For MN-major layout, only SWIZZLE_128B is supported.
For 3D, 4D, and 5D tensors, only K-major layout is supported.

Parameters:

dtype (DType): DType The data type of the tensor elements.
rank (Int): Int The dimensionality of the tensor (must be 2, 3, 4, or 5).
tile_shape (IndexList): IndexList[rank] The shape of the tile to be transferred.
k_major_tma (Bool): Bool = True Whether the tma should copy desc into shared memory following a column-major (if True) or row-major (if False) pattern.
swizzle_mode (TensorMapSwizzle): TensorMapSwizzle = TensorMapSwizzle.SWIZZLE_NONE The swizzling mode to use for memory access optimization.
__tile_layout (Layout): Layout = Layout.row_major(tile_shape[0], tile_shape[1]) Internal parameter for the tile layout in shared memory.
__desc_layout (Layout): Layout = _tma_desc_tile_layout[...] Internal parameter for the descriptor layout, which may differ from the tile layout to accommodate hardware requirements.

Args:

ctx (DeviceContext): DeviceContext The CUDA device context used to create the TMA descriptor.
tensor (LayoutTensor): LayoutTensor[dtype, ...] The source tensor from which data will be transferred.

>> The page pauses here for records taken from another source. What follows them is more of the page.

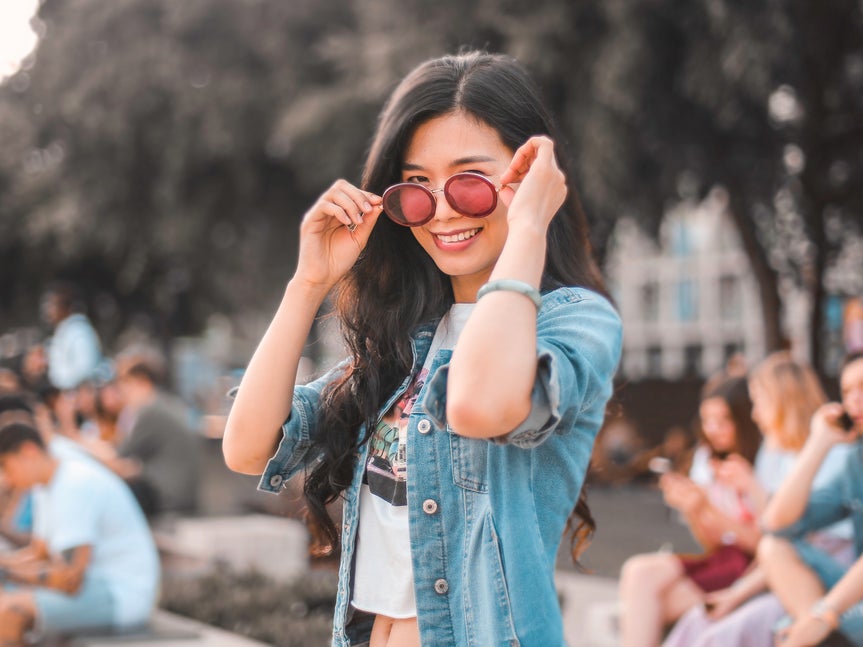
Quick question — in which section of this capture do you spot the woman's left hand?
[500,135,567,228]
[774,615,830,647]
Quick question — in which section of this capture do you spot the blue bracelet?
[476,279,542,312]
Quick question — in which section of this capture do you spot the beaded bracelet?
[476,279,542,312]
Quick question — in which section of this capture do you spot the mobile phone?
[647,456,672,474]
[836,411,854,431]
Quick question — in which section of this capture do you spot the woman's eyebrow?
[402,155,497,171]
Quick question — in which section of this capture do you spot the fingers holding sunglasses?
[305,180,381,232]
[500,135,567,221]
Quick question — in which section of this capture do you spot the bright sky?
[0,0,38,80]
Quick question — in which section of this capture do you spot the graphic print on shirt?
[366,369,428,506]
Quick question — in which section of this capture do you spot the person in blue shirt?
[0,414,160,645]
[223,52,621,647]
[41,282,102,391]
[758,353,863,647]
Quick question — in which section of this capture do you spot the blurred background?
[0,0,863,644]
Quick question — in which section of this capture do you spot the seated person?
[0,420,159,646]
[663,353,853,647]
[88,351,201,517]
[620,377,763,647]
[758,353,863,645]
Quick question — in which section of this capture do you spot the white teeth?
[438,229,479,243]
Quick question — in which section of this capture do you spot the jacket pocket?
[463,510,518,647]
[446,425,489,494]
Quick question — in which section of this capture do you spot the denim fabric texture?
[259,288,622,647]
[776,448,863,646]
[776,441,863,557]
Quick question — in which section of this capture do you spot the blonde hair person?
[749,351,827,451]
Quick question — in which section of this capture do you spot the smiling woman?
[223,52,621,647]
[0,0,39,81]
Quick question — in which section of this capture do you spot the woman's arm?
[446,137,567,438]
[761,403,857,532]
[222,180,381,474]
[660,473,761,553]
[777,558,863,647]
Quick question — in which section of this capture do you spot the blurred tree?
[581,0,863,368]
[0,0,863,374]
[0,0,358,344]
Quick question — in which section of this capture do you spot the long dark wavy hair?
[305,52,606,558]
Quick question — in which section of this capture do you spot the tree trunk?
[727,182,787,353]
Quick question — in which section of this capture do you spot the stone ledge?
[37,609,268,647]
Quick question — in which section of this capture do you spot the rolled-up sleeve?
[426,288,622,448]
[258,363,345,494]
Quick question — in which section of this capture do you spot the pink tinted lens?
[444,173,497,218]
[384,184,435,226]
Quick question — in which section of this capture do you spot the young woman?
[224,53,621,647]
[620,377,763,647]
[644,352,849,647]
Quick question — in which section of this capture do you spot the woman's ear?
[498,184,515,209]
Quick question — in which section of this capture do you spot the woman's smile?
[402,112,513,302]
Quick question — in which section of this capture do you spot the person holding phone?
[223,52,621,647]
[620,377,763,647]
[758,353,863,646]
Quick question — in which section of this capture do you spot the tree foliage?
[0,0,863,364]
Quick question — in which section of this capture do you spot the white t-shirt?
[33,459,159,626]
[351,303,476,618]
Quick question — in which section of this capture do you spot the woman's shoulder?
[542,285,614,310]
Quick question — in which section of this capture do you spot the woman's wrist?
[284,274,335,306]
[809,598,840,631]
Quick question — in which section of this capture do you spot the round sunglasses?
[383,171,500,227]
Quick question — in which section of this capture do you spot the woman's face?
[699,398,737,452]
[749,380,776,434]
[402,112,513,302]
[839,359,863,431]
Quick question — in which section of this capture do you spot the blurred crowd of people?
[606,347,863,647]
[0,283,201,646]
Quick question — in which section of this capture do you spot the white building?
[606,189,808,380]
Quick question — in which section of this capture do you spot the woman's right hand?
[659,472,707,514]
[295,180,383,290]
[810,402,859,447]
[704,586,746,620]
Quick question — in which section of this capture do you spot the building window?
[677,279,698,321]
[641,281,659,321]
[671,220,693,257]
[719,276,743,321]
[647,346,662,375]
[683,344,704,377]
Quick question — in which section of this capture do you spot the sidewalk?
[46,609,267,647]
[555,571,618,647]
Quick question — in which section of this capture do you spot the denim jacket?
[776,441,863,557]
[259,288,621,647]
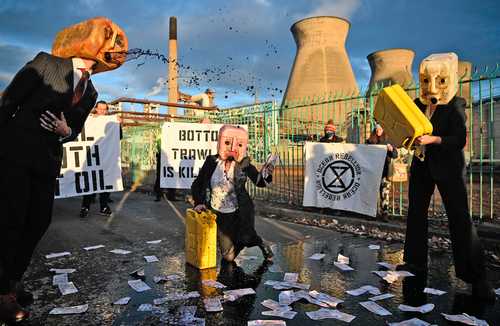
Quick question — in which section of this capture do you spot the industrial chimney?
[282,16,359,133]
[168,17,179,115]
[366,49,415,98]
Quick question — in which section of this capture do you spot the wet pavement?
[16,193,500,325]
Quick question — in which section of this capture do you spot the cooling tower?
[168,17,179,115]
[366,49,415,98]
[457,60,472,106]
[283,16,359,132]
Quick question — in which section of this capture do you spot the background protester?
[191,125,273,262]
[366,124,398,221]
[0,17,128,322]
[319,119,344,143]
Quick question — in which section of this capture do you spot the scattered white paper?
[388,318,431,326]
[247,320,286,326]
[45,251,71,259]
[128,280,151,292]
[337,254,349,265]
[224,288,255,301]
[441,313,489,326]
[377,261,396,271]
[52,274,69,285]
[333,262,354,272]
[368,293,395,301]
[49,268,76,274]
[283,273,299,283]
[309,290,344,308]
[144,256,159,263]
[359,301,392,316]
[113,297,130,306]
[203,298,224,312]
[262,310,297,319]
[398,303,434,314]
[57,282,78,295]
[137,303,153,311]
[260,299,292,311]
[110,249,132,255]
[49,304,89,315]
[83,245,104,251]
[306,308,356,323]
[309,254,326,260]
[201,280,227,289]
[424,288,446,295]
[346,285,380,297]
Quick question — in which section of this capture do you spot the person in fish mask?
[399,53,495,301]
[191,125,273,262]
[0,17,128,322]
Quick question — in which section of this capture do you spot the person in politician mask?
[191,125,273,262]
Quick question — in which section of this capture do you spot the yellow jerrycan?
[185,209,217,269]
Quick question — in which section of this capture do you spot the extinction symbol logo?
[316,153,361,201]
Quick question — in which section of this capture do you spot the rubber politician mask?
[217,125,248,162]
[52,17,128,74]
[419,52,458,105]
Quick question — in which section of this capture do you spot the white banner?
[55,115,123,198]
[160,122,247,189]
[303,142,387,216]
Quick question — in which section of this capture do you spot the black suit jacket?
[412,96,467,180]
[0,52,97,176]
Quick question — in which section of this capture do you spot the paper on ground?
[110,249,132,255]
[52,274,69,285]
[128,280,151,292]
[388,318,431,326]
[57,282,78,295]
[45,251,71,259]
[398,303,434,314]
[309,254,326,260]
[309,290,344,308]
[306,308,356,323]
[283,273,299,283]
[49,304,89,315]
[49,268,76,274]
[359,301,392,316]
[441,313,489,326]
[337,254,349,265]
[201,280,227,289]
[247,320,286,326]
[346,285,380,297]
[424,288,446,295]
[144,256,159,263]
[203,298,224,312]
[83,245,104,251]
[333,262,354,272]
[113,297,130,305]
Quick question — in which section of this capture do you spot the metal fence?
[123,65,500,219]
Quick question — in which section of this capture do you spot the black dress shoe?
[259,243,274,261]
[472,280,496,303]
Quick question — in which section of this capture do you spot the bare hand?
[415,135,441,145]
[194,204,207,213]
[40,111,71,137]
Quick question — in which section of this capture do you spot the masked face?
[52,17,128,74]
[419,52,458,105]
[217,125,248,162]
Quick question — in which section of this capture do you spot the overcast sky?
[0,0,500,107]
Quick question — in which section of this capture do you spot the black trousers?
[0,158,56,293]
[82,192,109,209]
[213,210,263,262]
[404,158,486,283]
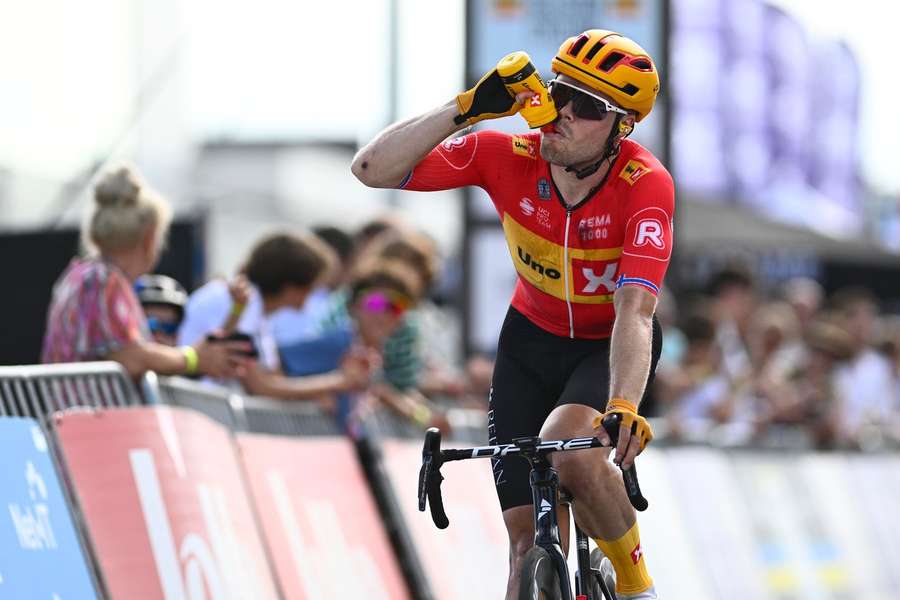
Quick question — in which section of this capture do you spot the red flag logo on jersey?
[441,136,468,152]
[512,135,537,159]
[619,160,650,185]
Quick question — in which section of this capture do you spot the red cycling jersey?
[400,131,675,338]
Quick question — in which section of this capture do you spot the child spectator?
[134,275,187,346]
[178,233,369,399]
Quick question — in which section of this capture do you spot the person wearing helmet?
[134,275,187,346]
[351,29,674,600]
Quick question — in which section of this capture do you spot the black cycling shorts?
[488,307,662,510]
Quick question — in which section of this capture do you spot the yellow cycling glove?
[453,69,522,125]
[593,398,653,451]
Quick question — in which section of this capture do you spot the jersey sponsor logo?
[503,213,622,304]
[634,219,666,250]
[625,206,672,262]
[512,135,537,160]
[441,136,469,152]
[572,258,619,301]
[537,206,553,229]
[619,160,652,185]
[516,246,562,279]
[519,198,534,217]
[578,213,612,242]
[538,177,550,200]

This defines the global memory layout and must match the specified data type.

Returns:

TMATensorTile: A TMATensorTile configured with the specified parameters, ready for use in asynchronous data transfer operations.

create_tensor_tile[dtype: DType, rank: Int, //, tile_shape: IndexList[rank], /, k_major_tma: Bool = True, swizzle_mode: TensorMapSwizzle = TensorMapSwizzle.SWIZZLE_NONE, *, __tile_layout: Layout = Layout.row_major(tile_shape.__getitem__[Int](0), tile_shape.__getitem__[Int](1)), __desc_layout: Layout = _tma_desc_tile_layout[dtype, rank, tile_shape, swizzle_mode]()](ctx: DeviceContext, tensor: TileTensor[dtype, tensor.LayoutType, tensor.origin, address_space=tensor.address_space, linear_idx_type=tensor.linear_idx_type, element_shape_types=tensor.element_shape_types]) -> TMATensorTile[dtype, __tile_layout, __desc_layout, k_major_tma]

Creates a TMATensorTile from a TileTensor.

This overload accepts a TileTensor instead of LayoutTensor, enabling use with the new coordinate-based tensor abstraction.

Parameters:

dtype (DType): The data type of the tensor elements.
rank (Int): The dimensionality of the tensor (must be 2, 3, 4, or 5).
tile_shape (IndexList): The shape of the tile to be transferred.
k_major_tma (Bool): Whether the TMA should use column-major pattern.
swizzle_mode (TensorMapSwizzle): The swizzling mode for memory access optimization.
__tile_layout (Layout): Internal parameter for the tile layout.
__desc_layout (Layout): Internal parameter for the descriptor layout.

Args:

ctx (DeviceContext): The CUDA device context.
tensor (TileTensor): The source TileTensor.

Returns:

TMATensorTile: A TMATensorTile configured for the given tensor.